Kirby pokes him in the ribs. “Just say thank you!”

“Thank you. For trusting me. And the listeners. And the projections. And the basic, essential rules of turning a profit. Shit—am I my father?”

“It’s up!” Petra claps her hands together. “People can watch!”

The video begins with an extreme close-up of our lead actress, Maya, speaking directly into the lens. “My fantasy is…”

The film Alicia made is somehow both playful and sexy. A series of beautifully lit portraits of Maya in various settings, frozen at first like a painting, and then doing simple everyday things, narrating her fantasy as it becomes increasingly erotic.

The first comments pour in: Beyond hot. Finally, something for me. Trina’s fantasy next? Please! When will the next one be avail?

“Alicia! You did it.”

She beams. “So many babies are going to be made because of me.”

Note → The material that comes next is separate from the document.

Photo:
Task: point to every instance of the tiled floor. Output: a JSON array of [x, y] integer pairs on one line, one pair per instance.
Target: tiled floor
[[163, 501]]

On the drive home, I replay Liam’s forecast of our numbers doubling, and Petra’s bright smile, “See?”

I don’t want to stick around long enough for her to tell me it’s her last day in the office. I prefer a Jasper-style Irish exit, and then one day I’ll come in and I won’t smell her perfume or hear her voice calling to me excitedly from her office, “Diana!”

So I slipped away to my office then snuck off for home.

When I arrive, my excitement over the launch fades—Emmy is still at school and Oliver is ensconced in our sunken couch. I extend my hand and pull him to me. “It’s not us, Oliver,” I say, with absolute clarity. “It’s the house.”